『big love!』
かつてマザー・テレサは言った。
「私たちはこの世で大きいことはできません。小さなことを大きな愛をもって行うだけです」
うん、普通の生活をしていて世界に影響を与えることなんて、そうそうないよなぁ。
けど、その小さな毎日の積み重ねが、社会や歴史を作ってもいる。
つい偉人や有名人に目を向けてしまいがちだけど、社会に変革が起きる時、そこへ至る流れを作っているのは名もなき人々なのだ。
政治への不満、世の中への不安。
そういったものが大きなうねりとなって、あとほんの一滴、誰かが何かを垂らせば爆ぜるところまでいく。
そう考えると、平凡だとか何もない毎日だとか言ってられるうちは幸せで、大きな愛に包まれている、と言えるのかもしれない。
『星明かり』
自分の人生が、味気ないものだと感じるようになったのは、いつからだろう。
例えば、こんなふうに仕事帰りの電車の中で。
今日もいいことなかったなぁ、とか。
なんでいつも面倒な仕事が回ってくるんだろう、とか。
そんなことばかりツラツラと、悩むでもなくポツリポツリと頭に浮かんで。
ぼんやり窓の外を眺めた時に、車内の電灯の強さに負けている、見えるか見えないかくらいの存在感の薄い星の光を目にすると――自分もあんな感じなのかと。
ただ、それで終わっていたら本当にダメになってしまいそうで。
小さな最寄り駅の、灯りの少ないロータリーでもう一度空を見上げることにしている。
すると、さっきまであんなに薄かったのが嘘のように、くっきりと浮かび上がる星明かりに、ちょっとほっとするのだ。
『風景』
タロットのフール、愚者のカードが昔から気になっていた。
ひとりの青年が、太陽の下、左手に花、右手に包みをくくりつけた棒、足元には一匹の犬と共に、空を見上げている。ルルルと鼻唄まで聞こえてきそうだ。
――あと一歩でも踏み出せば、崖から転落するという状況なのに。
目の前に迫る危険に気づかないことが愚かなのか、それとも気づいていて踏み出そうとしていることが愚かなのか。
どちらにしても、彼はどこか幸せそうに見えるのだ。恍惚の表情と言ってもいい。
うららかな陽光は、気持ち良かろう。
切り立った崖は、さぞかし見晴らしが良かろう。
彼の眼前に広がる風景は、いったいどんなものなのだろう。
それを見てみたいと思う自分も、愚かなのだろうか。
『夢へ!』
新人が入った。
人の異動がほとんどない職場なので、大変珍しいことだ。
憧れてなる職業でもないし、どういう経緯でやってきたのかは聞かないつもりでいたのだが。

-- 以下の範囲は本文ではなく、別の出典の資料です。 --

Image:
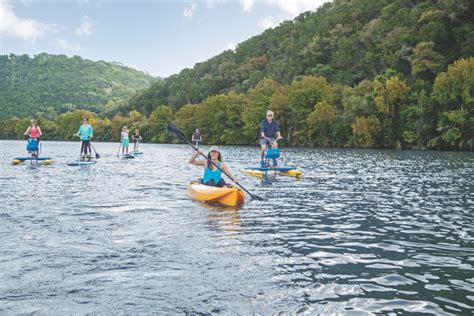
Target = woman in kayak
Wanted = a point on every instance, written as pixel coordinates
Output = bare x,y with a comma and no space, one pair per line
212,174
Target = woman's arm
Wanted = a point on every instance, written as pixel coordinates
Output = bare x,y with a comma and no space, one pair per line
224,168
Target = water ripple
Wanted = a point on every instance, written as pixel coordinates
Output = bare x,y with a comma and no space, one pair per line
363,232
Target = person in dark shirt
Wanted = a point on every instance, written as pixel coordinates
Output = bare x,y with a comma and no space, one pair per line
269,133
196,137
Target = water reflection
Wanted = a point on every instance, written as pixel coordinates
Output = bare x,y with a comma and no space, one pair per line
363,232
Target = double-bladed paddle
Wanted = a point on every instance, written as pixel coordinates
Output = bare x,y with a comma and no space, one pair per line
176,131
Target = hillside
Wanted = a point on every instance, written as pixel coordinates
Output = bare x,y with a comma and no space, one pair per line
48,85
344,42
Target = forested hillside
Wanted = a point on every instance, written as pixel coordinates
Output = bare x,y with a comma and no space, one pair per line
361,73
344,41
47,85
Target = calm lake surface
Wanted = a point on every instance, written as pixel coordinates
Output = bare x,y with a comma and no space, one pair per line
365,231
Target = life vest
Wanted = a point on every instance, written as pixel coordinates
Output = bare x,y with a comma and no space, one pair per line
34,132
31,145
272,153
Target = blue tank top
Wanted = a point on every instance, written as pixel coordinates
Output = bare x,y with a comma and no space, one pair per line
212,174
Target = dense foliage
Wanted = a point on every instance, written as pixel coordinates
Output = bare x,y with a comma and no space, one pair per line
360,73
48,85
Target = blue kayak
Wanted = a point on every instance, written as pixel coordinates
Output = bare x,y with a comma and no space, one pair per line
30,158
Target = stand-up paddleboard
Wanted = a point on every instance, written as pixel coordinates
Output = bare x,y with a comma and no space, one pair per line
42,160
81,163
283,171
128,156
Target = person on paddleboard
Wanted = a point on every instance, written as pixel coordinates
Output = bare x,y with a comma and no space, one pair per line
196,137
86,133
34,134
124,140
33,131
136,137
269,133
212,174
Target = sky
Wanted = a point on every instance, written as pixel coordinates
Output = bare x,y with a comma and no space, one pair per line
155,36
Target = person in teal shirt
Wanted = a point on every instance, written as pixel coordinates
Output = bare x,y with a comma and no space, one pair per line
86,133
212,174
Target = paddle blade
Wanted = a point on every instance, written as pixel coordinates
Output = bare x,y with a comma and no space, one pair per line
173,129
256,197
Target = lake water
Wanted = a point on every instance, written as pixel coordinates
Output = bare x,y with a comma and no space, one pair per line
366,231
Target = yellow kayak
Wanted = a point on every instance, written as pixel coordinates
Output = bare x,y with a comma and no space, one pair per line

「ずっとこの仕事に憧れてました!夢が叶ってうれしいです!」
驚いたことに、新人は喜色満面の笑みを浮かべて仕事道具を振り回している。
こらこら、やめなさい。危ないから。
それと、まずは刃を研ぐところからだから。
綺麗にスパッと刈り取れるように。
現世の未練を断ち切ってやれるように。
「かっけぇ〜」とか言って決めポーズをとるのは、それ、後で君の黒歴史になるからね。
実際のところ、そんな悠長な時間はないのだ。
この地球上で、日々どれほどの死者を迎えに行かねばならないことか。
1日のノルマを聞いたら腰を抜かすだろうなと思いながら、手にした大鎌を見つめた。
『桜』
桜は人の心を狂わせる。
いや、正確に言うなら、日本人の心をざわつかせ惑わせる、か。
なぜ私たちはこんなにも桜の開花に一喜一憂し、はらはらと散る様子を惜しみ愛するのだろう。
狂信にも似たそれは、もはや愛でるというレベルをとうに超えている。
桜の下に屍や鬼の姿を幻視し、そこに張り詰めた虚空を見る。
望月の晩に満開の桜の下で息絶えたいと願った歌人の気持ちがわかってしまう私は、そういった彼らと同類なのだろう。
一輪の桜は可憐でやさしげな花なのに、桜の木を見上げると清々しさと妖しさを感じる。
特別な色をしているわけでもなく、
特別な形をしているわけでもない。
けれど――
ただの花であるはずがない。
ただの花でいさせてはいけない。
そんな気がして、桜に何かを添えたくなるのだ。
例えば、あの淡い薄紅色の花びらに、深紅の血痕がついていたら――とか。
嗚呼、しづ心なく花の散るらむ。